If all factors above are satisfied and the affiliation rules are considered, you may be able to apply for a loan regardless if you have more than 500 employees – the current limit under the Paycheck Protection Program.
As always, please consult your legal counsel to see if this alternative-size standard will apply in your situation. In addition, bringing in your banker and other stakeholders will ensure that all angles and necessary calculations are met.
Will affiliation rules be changed?
Private equity sponsors, with the backing of trade and professional associations, have argued that the affiliation rules should be refined to allow struggling businesses to receive aid regardless of their equity or management structure.
Members of Congress from regions that are hubs for the venture capital industry such as California have also been publicly advocating that Treasury adjust the affiliation rules to allow businesses backed by private equity and venture funds to be eligible to receive funding from the $349 billion earmarked for PPP.
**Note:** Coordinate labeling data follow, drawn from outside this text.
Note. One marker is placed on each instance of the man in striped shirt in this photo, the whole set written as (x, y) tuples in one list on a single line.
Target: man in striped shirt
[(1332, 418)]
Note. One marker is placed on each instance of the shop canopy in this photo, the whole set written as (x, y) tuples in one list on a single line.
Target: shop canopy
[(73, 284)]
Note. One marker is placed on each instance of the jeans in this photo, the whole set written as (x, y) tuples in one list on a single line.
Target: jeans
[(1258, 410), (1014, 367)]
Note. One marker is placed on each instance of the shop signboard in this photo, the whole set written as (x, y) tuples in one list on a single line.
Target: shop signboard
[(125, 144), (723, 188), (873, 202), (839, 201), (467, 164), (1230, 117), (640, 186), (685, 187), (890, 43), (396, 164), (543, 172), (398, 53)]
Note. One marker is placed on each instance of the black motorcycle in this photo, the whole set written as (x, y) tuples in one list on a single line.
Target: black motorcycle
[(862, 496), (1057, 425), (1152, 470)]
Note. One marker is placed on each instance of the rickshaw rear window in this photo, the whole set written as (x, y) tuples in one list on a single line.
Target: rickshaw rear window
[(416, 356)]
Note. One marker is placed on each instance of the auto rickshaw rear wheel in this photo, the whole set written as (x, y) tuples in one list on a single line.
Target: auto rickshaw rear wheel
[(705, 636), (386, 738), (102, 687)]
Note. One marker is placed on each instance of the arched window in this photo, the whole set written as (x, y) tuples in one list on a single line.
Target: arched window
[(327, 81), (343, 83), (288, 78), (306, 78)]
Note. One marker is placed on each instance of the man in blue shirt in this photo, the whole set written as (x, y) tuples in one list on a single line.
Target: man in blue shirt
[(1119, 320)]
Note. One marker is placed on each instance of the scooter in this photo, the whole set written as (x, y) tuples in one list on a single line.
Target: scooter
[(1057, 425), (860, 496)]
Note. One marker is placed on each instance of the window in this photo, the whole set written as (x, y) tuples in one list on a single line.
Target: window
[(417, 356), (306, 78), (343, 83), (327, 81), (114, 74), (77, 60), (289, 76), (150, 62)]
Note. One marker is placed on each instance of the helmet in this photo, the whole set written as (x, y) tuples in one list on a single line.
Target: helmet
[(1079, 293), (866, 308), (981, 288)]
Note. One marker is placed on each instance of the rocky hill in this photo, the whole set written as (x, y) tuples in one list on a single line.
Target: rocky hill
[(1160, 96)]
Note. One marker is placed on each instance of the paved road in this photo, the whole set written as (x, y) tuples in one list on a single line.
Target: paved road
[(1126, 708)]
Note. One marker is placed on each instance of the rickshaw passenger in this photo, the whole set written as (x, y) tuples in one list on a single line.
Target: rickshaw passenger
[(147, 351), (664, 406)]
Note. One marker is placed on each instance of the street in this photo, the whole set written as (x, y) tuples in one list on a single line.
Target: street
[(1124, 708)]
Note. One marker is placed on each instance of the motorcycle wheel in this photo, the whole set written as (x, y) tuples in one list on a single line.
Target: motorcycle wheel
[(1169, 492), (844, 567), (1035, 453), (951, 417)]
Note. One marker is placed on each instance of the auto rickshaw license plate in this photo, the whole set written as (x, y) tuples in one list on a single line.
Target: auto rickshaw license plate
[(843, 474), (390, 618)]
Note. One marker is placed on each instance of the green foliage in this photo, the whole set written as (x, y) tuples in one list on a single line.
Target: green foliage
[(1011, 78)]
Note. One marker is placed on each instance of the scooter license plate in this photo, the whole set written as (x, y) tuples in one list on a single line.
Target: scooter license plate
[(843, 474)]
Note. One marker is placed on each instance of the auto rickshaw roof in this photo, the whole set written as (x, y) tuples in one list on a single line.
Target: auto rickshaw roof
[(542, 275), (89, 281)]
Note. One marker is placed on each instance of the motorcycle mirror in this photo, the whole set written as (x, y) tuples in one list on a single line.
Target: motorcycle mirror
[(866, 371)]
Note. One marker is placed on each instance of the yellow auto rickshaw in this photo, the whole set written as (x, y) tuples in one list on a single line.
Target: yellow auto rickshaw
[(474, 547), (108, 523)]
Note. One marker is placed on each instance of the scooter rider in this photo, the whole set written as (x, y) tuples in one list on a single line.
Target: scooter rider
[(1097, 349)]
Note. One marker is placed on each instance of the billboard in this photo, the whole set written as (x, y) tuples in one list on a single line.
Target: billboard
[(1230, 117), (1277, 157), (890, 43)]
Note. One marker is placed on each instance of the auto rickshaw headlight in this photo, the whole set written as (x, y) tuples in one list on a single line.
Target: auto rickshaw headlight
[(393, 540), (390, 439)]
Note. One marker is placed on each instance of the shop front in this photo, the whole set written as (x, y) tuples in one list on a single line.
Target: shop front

They argue that the intent of the CARES Act was to help small businesses cover their payroll costs and other key expenses through the coronavirus pandemic, and they see no reason why a distinction should be made based on ownership. Any such exclusion could lead to bankruptcies and broader economic impacts beyond the businesses that are being shut out of the PPP, they say.
In the meantime, private equity and venture funds will need to navigate the current rules in their existing form.
Private equity funds and their portfolio companies looking to apply for a loan under the Payroll Protection Program might have another option with the alternative-size standard. If not, they may have to look to the Small Business Administration Economic Injury Disaster Loan Assistance or the recently announced Main Street Lending Program.